不論河北還是北京,都太陌生。她不能想象那些陌生的日子,總覺得未知的繁華里也充斥著未知的恐怖,如同蔻痕那種富麗堂皇又幽寂冰冷的可怖。
她枕在董墨肩上,久久沒說話。董墨也沉默下來,仿佛在等她的答案,卻突生一種分離的預感。
他將她緊抱幾分,不愿撒手的架勢,“別怕,不論到哪里,有我在的。”
夢迢空張張嘴,又闔攏,隔了須臾才笑著說:“咱們走,庫里那些東西都帶來帶去的也麻煩。我有熟悉的門路,往前使不著的東西我都是在他那里典當,等過兩日我把咱們園子里那些料子瓷器都折換成銀子,帶著便宜。”
董墨“嗯”了聲,不見得多高興。
他知道她此刻說的這些話是有些勉強的,其實她對未來的惶恐多于期盼,她并沒有下定決心,只是出于不能辜負他的責任。
即便如此,夢迢一好起來,便忙著打點那些東西。請來從前相熟的典行掌柜,將一應料子香料都使家下人抬出來請老掌柜過目檢算。
屋里滿是打開的描金箱籠,遍地琳瑯,有使不著的布匹首飾,古董瓷器,香料藥材。一大半是她從孟宅里搬挪出來的,一部分是董墨在濟南收的禮。夢迢引著老掌柜繞箱走著,像是檢點她大半生的基業。每走一步,就多一分惘然之意,好似一生兜兜轉轉,頃刻即要煙消云散。
她捉裙彎腰下去,揀起只官窯精品酒壺看。那老掌柜也在身后蹲下去,扯出一匹料子摸了摸,不住咂舌,“您這些東西自然都是好的,只是都典了,恐怕我這里一時拿不出那么些現錢來呀。”

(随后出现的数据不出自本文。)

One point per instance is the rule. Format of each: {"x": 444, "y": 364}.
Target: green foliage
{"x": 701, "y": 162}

夢迢恍然回身,擱下酒壺,笑著回首,“唷,您老快不要說這種話,濟南府誰不知道您家的典當行,別說這四五千銀子的東西,就是上萬您也拿得出。”
“嗨,瞧您抬舉得。原本勉強能拿得出,可是巧了,姑娘前頭夫家的那位姨娘前兩日也典了好些東西,我手上的現銀子都付給她了。姑娘這里要是不著急,容我周轉幾日。也不必多的,容我十來日,我去湊些現錢來。”
“您說銀蓮?她也典東西?”
老掌柜笑著與她坐到椅上去,“叫什么小的還真是不知道,姓張嘛,孟家被封了,現住在云生巷里那位。說起來,聽說孟大人前兩日給押上北京去了,您知道不知道?”說著,大恍著將自己的額頭拍一下,“你瞧我問的,他的事情就是您家巡撫大人辦的,哪里會不知道。”
夢迢笑一笑,請他到椅上吃茶,“姨娘典東西做什么呢,孟家被封了,她那點好東西還不說留著?”

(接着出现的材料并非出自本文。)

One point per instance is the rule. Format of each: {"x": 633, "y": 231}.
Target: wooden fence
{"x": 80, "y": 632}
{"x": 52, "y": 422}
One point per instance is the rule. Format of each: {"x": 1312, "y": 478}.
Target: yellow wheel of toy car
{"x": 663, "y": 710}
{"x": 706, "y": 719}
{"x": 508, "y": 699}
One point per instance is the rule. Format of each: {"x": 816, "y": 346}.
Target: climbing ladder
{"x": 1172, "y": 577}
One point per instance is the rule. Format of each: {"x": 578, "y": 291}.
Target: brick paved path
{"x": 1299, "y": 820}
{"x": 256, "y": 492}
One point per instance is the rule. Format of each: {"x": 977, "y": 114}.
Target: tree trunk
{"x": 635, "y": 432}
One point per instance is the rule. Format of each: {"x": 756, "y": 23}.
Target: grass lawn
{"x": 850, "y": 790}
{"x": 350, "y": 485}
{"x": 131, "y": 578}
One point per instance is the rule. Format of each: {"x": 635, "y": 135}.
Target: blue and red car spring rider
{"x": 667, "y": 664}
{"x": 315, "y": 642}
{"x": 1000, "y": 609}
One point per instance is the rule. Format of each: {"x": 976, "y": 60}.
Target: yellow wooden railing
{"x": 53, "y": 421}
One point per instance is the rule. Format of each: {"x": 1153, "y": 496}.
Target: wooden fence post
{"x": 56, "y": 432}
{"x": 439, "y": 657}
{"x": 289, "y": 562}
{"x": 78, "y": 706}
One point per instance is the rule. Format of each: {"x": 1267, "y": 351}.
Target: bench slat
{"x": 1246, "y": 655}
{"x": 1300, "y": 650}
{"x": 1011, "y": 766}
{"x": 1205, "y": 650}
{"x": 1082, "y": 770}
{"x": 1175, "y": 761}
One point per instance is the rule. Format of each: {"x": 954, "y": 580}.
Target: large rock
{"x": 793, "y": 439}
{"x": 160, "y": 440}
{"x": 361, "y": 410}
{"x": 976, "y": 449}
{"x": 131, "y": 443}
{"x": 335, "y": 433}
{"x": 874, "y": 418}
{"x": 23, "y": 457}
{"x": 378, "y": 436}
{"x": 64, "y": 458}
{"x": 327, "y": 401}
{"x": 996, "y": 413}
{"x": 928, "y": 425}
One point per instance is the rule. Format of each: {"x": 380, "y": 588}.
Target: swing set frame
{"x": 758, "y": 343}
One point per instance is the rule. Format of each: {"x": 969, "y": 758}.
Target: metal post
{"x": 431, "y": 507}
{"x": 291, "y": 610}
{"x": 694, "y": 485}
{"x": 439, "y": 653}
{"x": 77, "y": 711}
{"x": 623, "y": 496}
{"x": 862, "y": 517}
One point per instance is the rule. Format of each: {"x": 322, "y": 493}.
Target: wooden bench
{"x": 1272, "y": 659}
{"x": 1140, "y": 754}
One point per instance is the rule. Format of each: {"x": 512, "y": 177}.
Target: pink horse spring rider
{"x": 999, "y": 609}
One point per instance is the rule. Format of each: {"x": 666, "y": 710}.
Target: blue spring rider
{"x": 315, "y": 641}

“她是急著脫手,說是要上京去。您想想,這一趟上京,少不得要打點,要現銀子使嘛。”
夢迢著實驚詫一下,孟玉這一去,尚且生死難定,好在朝廷還沒追究到銀蓮身上來,她不說避避風頭,又趕著上京去做什么?況且還帶著個路都走不穩當的孩子。
難免的,又想到孟玉。近來總有些逃不脫過去的意思,兜來轉去,她不過是在愛所賦予的期待與恐懼里輪回,走到哪里都有著茫茫無措之感。
她在椅上端著茶碗,與老掌柜兩邊對著刮茶沫子。那聲音“嗑哧嗑哧”接連響著,仿佛一串串腳步聲,曾經相熟又陌生的人踩在雪里,紛紛走向無何他鄉。
隔日夢迢乘坐軟轎出門,先去洪家告訴彩衣。彩衣如今做著體面媳婦,雖不算大富大貴,日子過得也滋潤,挺著個肚子倚在門首瞻望,直望見夢迢的影,急吼吼甩了丫頭的手便迎上來挽住夢迢,“我中秋時候本來要去拜見的,不想肚子里鬧騰起來,疼得我不好走,只使他去請安拜禮,您見沒見到?”
“他那時在書齋里見過了章平,我在里頭忙,倒沒見著。”夢迢將她的肚子撫一撫,目中有些黯然的羨慕,“快到產期了吧?”
“還早呢,明年春天呢。”
“那肚子這樣大?”
“是兩個。”彩衣伸出手比了比,眉眼俏皮,還是那副長不大的少女模樣。
進到屋里,彩衣忙得不知怎樣,又是端茶奉果,又是拉著夢迢將她的屋子里里外外都瞧過,話簍子似的暢談著她的婚后生活。最后說到夢迢身上,提起眉來,“我聽說平哥哥的姐姐到濟南來了?她待姑娘如何?瞧見姑娘住在那里,她沒說什么吧?”
夢迢零落一笑,走到榻上去坐,“你瞧,連你都知道我在那里住著很沒規矩,她會不覺得?只是嘴上不說罷了。人家是名門千金,許多跌臉面的話不掛在嘴上而已,心里厭都要厭死了。”
說著,她翛然地揮揮絹子,“不說這些了,我來是要告訴你一聲,我與章平要到河北去了,十月里就動身。”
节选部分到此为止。